Eggleston began lessons eight months later at Eastwick Hunters and Jumpers in north Spokane.
It seemed a natural fit for the girl who since age 4 had been asking for riding lessons.
But not just any horse would do.
Eggleston’s mother, Kelly Eggleston, remembers driving and pointing at horses grazing in the field. Surprisingly, she got no reaction from her daughter. At 5 1/2, , Eggleston brought her mom a magazine picture of an English style riding horse and said, ‘No, I want to ride like this.’
“I don’t know where she got the picture,” Kelly Eggleston, 41, said. “No one we knew had horse magazines.”
After enrolling in lessons, Sydney Eggleston remembers staying at the barn for hours, sweeping for as long as she could.
“Just being there puts me in the happiest place I’ve ever been,” she said. “I just love it.”
Six months after learning to ride, she began jumping.
“I started out with small poles on the ground and slowly worked up from there,” she said. “Once you’re able to control your horse on your own, you are ready to move onto different levels of difficulty.”
Eggleston got Groovin’, her first horse, at age 12, the same year she took the championship in her first A-level competition in Langley, B.C. Since then, she has competed in five other A-level shows for top riders, in addition to numerous unrated shows.
On her 16th birthday, her parents surprised her with Cheeks, a 10-year-old male horse.
She found her present in the barn wrapped with a bow around his neck.
“I was totally shocked,” she said.
Today, Eggleston jumps over obstacles up to 3 feet 9 inches. By comparison, Olympic riders jump over a course of 10 to 16 jumps set up to 6 feet 6 inches high or wide.
“I’ve fallen many times,” Eggleston said laughing. “No broken bones, so that is good.”
She has not missed a weekly lesson for more than eight years. Any extra time she finds in her schedule, she is at the barn riding Cheeks or helping her trainer exercise his other horses.
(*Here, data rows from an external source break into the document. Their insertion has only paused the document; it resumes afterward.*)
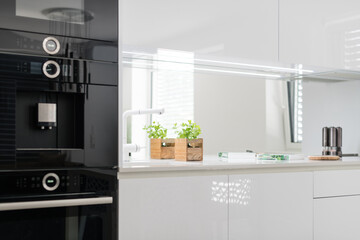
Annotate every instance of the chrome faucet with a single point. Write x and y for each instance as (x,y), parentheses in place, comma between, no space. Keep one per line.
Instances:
(129,147)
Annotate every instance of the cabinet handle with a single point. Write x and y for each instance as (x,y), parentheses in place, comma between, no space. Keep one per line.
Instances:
(55,203)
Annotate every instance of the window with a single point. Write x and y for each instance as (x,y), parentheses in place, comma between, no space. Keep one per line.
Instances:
(173,87)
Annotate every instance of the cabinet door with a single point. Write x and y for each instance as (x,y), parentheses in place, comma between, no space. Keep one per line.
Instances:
(176,208)
(271,206)
(337,218)
(320,33)
(227,28)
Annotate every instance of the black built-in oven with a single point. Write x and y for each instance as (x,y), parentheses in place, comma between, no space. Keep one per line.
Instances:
(58,205)
(57,112)
(91,19)
(58,119)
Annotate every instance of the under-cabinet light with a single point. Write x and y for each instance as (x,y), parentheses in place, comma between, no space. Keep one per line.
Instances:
(233,63)
(236,72)
(216,70)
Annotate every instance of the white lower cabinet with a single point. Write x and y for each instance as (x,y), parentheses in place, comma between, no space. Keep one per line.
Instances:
(337,218)
(274,206)
(337,205)
(176,208)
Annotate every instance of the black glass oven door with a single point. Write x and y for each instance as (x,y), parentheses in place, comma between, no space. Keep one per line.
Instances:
(90,19)
(85,222)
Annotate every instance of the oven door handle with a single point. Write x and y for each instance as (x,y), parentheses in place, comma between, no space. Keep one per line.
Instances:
(55,203)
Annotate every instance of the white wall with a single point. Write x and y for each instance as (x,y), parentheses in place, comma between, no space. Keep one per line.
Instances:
(235,113)
(227,28)
(331,104)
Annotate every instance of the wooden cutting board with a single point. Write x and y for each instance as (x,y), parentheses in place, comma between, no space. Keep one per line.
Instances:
(325,157)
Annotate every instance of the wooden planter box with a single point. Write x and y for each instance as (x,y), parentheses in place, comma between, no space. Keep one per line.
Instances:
(189,150)
(158,151)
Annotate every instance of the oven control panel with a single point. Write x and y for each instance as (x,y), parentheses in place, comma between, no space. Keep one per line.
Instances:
(50,182)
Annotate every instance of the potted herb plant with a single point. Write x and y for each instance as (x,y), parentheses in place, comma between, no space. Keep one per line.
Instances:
(160,147)
(188,147)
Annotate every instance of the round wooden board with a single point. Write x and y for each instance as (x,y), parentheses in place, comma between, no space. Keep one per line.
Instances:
(324,157)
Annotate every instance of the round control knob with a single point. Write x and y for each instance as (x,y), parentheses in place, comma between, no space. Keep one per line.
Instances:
(51,69)
(51,181)
(51,45)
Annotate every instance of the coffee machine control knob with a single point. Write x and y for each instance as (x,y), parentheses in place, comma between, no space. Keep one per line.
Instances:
(51,45)
(51,181)
(51,69)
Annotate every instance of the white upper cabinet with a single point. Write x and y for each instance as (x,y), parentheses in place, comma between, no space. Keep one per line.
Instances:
(274,206)
(228,28)
(320,33)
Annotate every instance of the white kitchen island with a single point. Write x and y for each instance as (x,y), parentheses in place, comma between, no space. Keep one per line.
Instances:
(255,200)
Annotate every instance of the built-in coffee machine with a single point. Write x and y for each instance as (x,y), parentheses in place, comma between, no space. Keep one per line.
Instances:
(58,119)
(58,111)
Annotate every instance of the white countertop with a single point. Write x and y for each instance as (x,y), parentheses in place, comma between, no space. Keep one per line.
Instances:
(212,163)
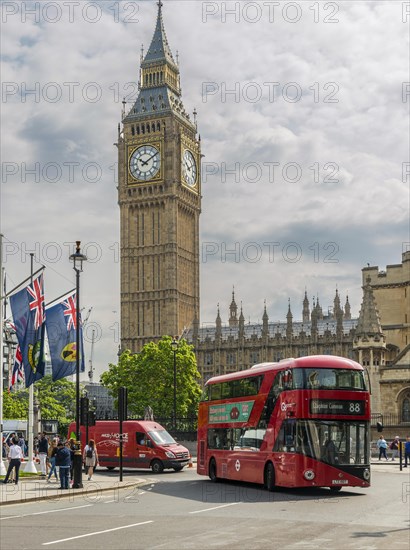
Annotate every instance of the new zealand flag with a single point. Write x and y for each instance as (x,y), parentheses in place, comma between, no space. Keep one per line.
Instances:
(27,307)
(62,335)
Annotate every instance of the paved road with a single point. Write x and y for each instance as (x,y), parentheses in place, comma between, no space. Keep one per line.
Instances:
(183,510)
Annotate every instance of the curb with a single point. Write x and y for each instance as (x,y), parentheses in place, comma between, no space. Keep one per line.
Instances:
(73,493)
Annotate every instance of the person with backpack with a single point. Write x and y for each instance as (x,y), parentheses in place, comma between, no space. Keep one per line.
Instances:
(90,457)
(63,460)
(382,446)
(394,446)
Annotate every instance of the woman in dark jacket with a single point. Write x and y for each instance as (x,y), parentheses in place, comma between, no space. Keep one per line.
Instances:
(63,461)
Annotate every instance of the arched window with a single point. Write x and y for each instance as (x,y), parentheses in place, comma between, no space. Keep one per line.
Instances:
(405,408)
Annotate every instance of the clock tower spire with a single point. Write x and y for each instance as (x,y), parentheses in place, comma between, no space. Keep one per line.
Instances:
(159,195)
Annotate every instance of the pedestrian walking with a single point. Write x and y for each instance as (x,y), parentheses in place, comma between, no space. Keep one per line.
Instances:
(15,456)
(394,446)
(72,446)
(407,451)
(90,457)
(382,446)
(63,461)
(42,453)
(52,457)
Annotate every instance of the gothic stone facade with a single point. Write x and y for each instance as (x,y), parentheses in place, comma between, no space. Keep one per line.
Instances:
(378,338)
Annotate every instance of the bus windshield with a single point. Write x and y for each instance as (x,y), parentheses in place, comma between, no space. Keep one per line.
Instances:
(334,442)
(161,437)
(328,379)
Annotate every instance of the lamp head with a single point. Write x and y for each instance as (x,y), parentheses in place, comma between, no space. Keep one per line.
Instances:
(78,258)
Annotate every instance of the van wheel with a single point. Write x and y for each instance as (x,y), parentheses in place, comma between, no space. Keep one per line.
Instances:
(157,466)
(269,477)
(212,471)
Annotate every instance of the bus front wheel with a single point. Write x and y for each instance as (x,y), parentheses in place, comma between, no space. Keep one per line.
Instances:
(212,471)
(270,477)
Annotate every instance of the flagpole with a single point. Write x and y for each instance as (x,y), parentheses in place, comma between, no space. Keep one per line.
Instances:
(30,465)
(3,469)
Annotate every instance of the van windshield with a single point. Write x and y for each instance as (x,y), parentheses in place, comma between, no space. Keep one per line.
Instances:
(161,437)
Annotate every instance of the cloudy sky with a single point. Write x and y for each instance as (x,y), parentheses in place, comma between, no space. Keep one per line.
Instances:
(304,129)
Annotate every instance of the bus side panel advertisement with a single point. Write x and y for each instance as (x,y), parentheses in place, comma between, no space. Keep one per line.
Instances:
(333,406)
(230,412)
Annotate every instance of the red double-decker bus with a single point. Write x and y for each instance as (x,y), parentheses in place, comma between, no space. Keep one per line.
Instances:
(298,423)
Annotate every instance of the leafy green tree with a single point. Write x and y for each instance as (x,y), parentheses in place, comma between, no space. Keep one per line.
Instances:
(15,405)
(149,377)
(56,400)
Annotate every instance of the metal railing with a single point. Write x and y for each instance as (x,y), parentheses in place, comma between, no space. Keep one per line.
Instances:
(389,419)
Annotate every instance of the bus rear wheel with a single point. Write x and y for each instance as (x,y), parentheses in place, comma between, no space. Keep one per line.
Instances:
(269,477)
(157,467)
(212,471)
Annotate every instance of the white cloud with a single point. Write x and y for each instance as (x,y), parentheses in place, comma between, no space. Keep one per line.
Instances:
(361,61)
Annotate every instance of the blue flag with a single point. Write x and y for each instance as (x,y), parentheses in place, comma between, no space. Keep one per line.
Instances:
(61,325)
(28,311)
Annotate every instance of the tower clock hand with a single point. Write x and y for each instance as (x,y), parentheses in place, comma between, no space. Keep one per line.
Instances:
(151,157)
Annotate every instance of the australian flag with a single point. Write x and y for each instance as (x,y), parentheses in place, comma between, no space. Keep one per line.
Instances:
(62,328)
(18,373)
(28,311)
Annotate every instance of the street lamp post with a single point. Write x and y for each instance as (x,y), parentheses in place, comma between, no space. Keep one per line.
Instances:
(174,347)
(77,259)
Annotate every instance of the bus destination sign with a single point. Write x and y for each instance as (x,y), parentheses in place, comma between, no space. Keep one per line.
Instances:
(230,412)
(333,406)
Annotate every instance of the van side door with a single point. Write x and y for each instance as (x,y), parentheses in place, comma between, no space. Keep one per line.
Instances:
(144,450)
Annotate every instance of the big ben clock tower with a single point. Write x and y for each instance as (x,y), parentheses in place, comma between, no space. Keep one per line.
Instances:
(160,202)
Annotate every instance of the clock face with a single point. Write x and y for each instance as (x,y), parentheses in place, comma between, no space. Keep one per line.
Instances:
(189,168)
(145,162)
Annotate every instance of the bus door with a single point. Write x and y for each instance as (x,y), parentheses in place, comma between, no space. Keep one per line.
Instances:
(246,461)
(285,457)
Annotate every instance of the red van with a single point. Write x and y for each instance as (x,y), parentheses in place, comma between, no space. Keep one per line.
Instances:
(145,445)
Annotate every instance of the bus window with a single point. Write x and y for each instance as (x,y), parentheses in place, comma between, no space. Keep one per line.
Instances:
(215,392)
(205,394)
(219,438)
(285,441)
(226,390)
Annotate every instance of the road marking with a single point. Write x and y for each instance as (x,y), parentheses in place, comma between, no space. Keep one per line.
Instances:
(48,512)
(98,532)
(214,508)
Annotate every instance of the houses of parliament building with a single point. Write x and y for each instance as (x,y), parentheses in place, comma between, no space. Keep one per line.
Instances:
(159,195)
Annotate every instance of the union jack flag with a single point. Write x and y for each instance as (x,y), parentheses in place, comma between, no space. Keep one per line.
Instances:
(27,307)
(71,312)
(37,303)
(18,371)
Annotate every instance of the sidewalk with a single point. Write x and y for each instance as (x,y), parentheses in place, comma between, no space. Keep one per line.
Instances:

After graduation, she plans to attend Centenary College in Hackettstown, N.J. She chose Centenary because of its four-year teaching degree specializing in riding instruction and training.
Equestrian is one of the few sports that age doesn’t dictate an athlete’s longevity.
“There is no cut off age,” she said. “You just physically have to be able to handle it. I can see me doing this my whole life.”
As well as maintaining an aggressive riding schedule, Eggleston is involved with school activities.
She plays volleyball in the fall. In the spring, she plays tennis, a program she helped start at Valley Christian during her sophomore year.
She also helps lead the worship team and is the senior class treasurer.
Outside of school, she and two friends volunteer raising funds for Mocha Club, a national organization benefiting people in Africa.
“She is a well-rounded student,” Valley Christian’s guidance counselor Nancy Arnhold said. “She is very active in school and still able to fulfill her life-long dream.”
Eggleston’s ultimate dream is participating in the 2016 Olympics as a rider. “If you shoot for the moon and you miss, you’ll end up in the stars, so why not?”